Authors’ Comment: The sentence has been modified: “For individuals with additional health needs, such as those requiring prenatal of pediatric care, a Culturally Appropriate Resources and Education (C.A.R.E.) Clinic Health Advisor is recommended for specialty clinics”.

The term “vulnerable” has been removed, Line 312.

 

Line 310: "Maybe quickly summarise findings here" = remove

Authors’ Comment: The sentence has been removed.

Line 354: Please cite the UN SDGs as you make reference to it

Authors’ Comment: The reference has been added in Line 384.
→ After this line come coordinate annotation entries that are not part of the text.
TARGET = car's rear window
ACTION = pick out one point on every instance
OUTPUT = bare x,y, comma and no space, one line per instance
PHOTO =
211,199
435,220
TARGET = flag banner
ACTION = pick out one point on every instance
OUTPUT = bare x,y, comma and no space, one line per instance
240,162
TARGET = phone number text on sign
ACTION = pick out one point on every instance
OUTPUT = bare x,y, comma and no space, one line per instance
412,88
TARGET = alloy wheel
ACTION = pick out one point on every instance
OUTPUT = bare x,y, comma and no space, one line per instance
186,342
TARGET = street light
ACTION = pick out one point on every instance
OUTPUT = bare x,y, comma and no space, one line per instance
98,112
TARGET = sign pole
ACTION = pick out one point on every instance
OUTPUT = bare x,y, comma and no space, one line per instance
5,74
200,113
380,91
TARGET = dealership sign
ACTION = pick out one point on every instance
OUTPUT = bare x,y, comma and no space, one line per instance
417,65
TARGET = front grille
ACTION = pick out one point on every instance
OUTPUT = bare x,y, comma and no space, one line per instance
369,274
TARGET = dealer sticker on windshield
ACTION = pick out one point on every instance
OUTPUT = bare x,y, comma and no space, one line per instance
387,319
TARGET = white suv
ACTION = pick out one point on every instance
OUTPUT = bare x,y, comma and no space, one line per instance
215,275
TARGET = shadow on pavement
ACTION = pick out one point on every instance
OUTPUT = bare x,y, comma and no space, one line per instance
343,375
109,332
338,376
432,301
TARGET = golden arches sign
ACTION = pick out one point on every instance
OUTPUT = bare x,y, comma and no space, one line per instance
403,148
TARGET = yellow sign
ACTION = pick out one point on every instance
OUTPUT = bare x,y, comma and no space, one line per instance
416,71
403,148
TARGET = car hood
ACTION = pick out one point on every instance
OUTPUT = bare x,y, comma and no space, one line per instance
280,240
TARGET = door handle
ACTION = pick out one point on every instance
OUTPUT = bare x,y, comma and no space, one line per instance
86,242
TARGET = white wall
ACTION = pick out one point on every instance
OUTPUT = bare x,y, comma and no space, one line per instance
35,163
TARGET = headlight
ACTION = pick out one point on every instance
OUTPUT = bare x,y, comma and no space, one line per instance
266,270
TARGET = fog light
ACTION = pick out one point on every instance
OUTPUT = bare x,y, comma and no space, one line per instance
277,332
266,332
“Transforming our world: the 2030 Agenda for sustainable development. In: Seventieth General Assembly, New York, 25 September 2015. New York: United Nations; 2015 (United Nations General Assembly resolution 70/1; http://www.un.org/ga/search/view_doc.asp?symbol=A/ RES/70/1&Lang=E, accessed 15 April 2020)”.

 

Line 356: Emphasise migrants and refugees in your conclusion

Authors’ Comment: Emphasis has been made in Line 386.

“These services, as emerged from our scoping review, include health promotion, disease prevention and disease management activities and should aim to meet the needs of all people, especially migrants, refugees and the vulnerable”.

 

With kind regards,

Elena Riza, MPH, MSc, PhD

 

 

Round 2

Reviewer 1 Report

I feel this new version does a better job focusing on the results of the scoping review. I feel there are still scientific limitation in the process of identifying best practices, however this are pragmatic findings. 

Author Response

Our sincere thanks for the favourable review of our revised manuscript. Your comments are valid and are taken into serious consideration by all authors.

Our effort was to provide insight into some successfully implemented community-based health interventions for migrants and refugees. We referred to them as best practices to be in line with the requirements of our European project. Hopefully, these successful interventions will assist the formation of future interventions at the European level that will facilitate adequate healthcare provision for migrants and refugees.